前に行きたいのなら、踏みつけるしかありません、
踏むことを躊躇するのなら、時節に逆らうことにもなるでしょう。
誰が雑草であるかは、めいめいの価値観の違いで異なります。
世の中が大きく変わり、その仕組みが生まれ変わろうとすればするほど、
嵐も発生して、激しい軋(きし)みも生まれます。
百姓は、昔も今も、
踏まれたままに生きてきた。
たまに、頭をもちあげることもあるが、
たいていは、無残に踏みにじられて、また話が終わる。
さてさて・・・・
今回は、どうなることになるのやら。」
琴が腕を組みました。
焦点の定まらない目線のまま、
遥かに続く、松ヶ丘の桑畑をぼんやりと見降ろしています。
老人が腰に手を置いて、のっそりと立ちあがります。
「噂をすれば、なんとやらだ。
今度ははるかに、
良太の飛んでくる様子が見て取れる。
あの様子では、また村でひと悶着がはじまったようだな。
やれやれ今日は、忙しいことだ。」
先日会ったばかりの、良太と言う青年が
巨体を揺すって、坂道を猛然と駆けあがってくる様子が見えました。
血相を変えて疾走するという言葉がぴったりで、
ただ事ではない事態は、到着する前から歴然に見て取れました。
「爺っ、
逮捕された者たちを奪還するために、
決起する決議が回ってきたぞ~!。
酒田の監獄を包囲するために、すべての者たちが
至急集まれと、ふれが出た!」
「村でも、農民たちが騒ぎはじめたようですなぁ。
そちらの開墾の士族たちにも、
すでに、出陣の指令が届いたかもしれません。
いずれにしても、琴ども。
あなた様は、自分自身を信じて凛(りん)として構えなされ。
案ずることなどはありません。
雨が降ろうが、槍が降ろうが
身じろぎもせずに、自分の決めた道を貫き歩いてくだされ。

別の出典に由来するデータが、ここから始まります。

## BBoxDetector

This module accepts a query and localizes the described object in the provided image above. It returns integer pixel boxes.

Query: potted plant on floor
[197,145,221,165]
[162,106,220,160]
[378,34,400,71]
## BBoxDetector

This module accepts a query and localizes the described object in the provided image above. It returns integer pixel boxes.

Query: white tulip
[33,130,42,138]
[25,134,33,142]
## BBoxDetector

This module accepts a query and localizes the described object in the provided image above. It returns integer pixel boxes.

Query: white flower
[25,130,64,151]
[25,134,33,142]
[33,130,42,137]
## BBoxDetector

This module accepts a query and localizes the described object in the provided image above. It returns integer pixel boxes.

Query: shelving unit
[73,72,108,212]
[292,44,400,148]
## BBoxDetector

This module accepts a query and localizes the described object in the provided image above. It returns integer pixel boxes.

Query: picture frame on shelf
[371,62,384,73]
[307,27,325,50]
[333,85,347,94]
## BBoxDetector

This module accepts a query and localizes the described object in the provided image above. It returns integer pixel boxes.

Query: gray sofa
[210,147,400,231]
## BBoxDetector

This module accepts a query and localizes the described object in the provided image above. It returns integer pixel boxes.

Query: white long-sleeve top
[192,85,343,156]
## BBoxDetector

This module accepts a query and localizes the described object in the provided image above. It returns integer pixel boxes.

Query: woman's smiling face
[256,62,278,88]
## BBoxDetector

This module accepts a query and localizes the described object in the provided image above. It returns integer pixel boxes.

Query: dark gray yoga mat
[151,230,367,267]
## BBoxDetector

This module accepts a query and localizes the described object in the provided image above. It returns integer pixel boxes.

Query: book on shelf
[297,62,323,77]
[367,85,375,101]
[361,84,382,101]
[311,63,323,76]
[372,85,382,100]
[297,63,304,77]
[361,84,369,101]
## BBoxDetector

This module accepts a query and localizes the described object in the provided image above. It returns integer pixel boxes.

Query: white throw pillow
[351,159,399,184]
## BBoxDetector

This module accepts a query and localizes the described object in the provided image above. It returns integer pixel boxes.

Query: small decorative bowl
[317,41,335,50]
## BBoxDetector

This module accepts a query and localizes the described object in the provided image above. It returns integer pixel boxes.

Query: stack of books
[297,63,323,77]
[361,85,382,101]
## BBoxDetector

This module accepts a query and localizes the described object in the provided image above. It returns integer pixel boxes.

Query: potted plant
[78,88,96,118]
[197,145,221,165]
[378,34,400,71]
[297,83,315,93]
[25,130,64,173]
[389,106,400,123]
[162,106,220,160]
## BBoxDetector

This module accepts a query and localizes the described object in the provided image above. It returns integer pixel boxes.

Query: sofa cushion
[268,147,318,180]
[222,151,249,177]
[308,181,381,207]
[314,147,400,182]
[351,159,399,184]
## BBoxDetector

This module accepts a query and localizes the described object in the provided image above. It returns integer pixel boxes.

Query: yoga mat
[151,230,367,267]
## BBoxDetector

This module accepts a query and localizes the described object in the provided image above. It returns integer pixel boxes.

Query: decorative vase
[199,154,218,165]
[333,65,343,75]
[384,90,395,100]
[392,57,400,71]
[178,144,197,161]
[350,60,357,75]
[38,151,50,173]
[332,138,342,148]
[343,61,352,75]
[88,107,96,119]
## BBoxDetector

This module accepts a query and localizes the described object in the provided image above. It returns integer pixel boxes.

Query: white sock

」
どれと、腰をあげた老農が
もう一度、優しい目で琴をふり返ります。
「ほうれ、
陸稲が、ずいぶんと元気に育ち始めました。
この種をさらなる荒れ地に播いて、
2代、3代と続ければ、水の乏しい陸地でも育つ
陸稲(おかぼ)米がやがて完成するでしょう。
しかし、それを見ることができるのは、
おそらくあなたや、良太の時代のことになると思います。
この種は、まだまだ新しい環境で育つほどに力をたくわえてはいませぬ。
新しいものを育てるあげるということは、
途方もなく長い時間と、試練の嵐もまた必要となる。。
時には我が意に逆らって、予期せぬ嵐に巻き込まれるかもしれませんが、
それもまた、自然のなりゆきのひとつですぞ。
結論を急ぎ過ぎてはいけません。
お若いかたがた。」
立ちつくしたまま見送る琴をしり目に、老農が立ち去ります。
良太が息を切らせて駆けあがってくる坂道を、まがった腰に両手を添えながら、
急ぐこともなくのっそりと下り始めました。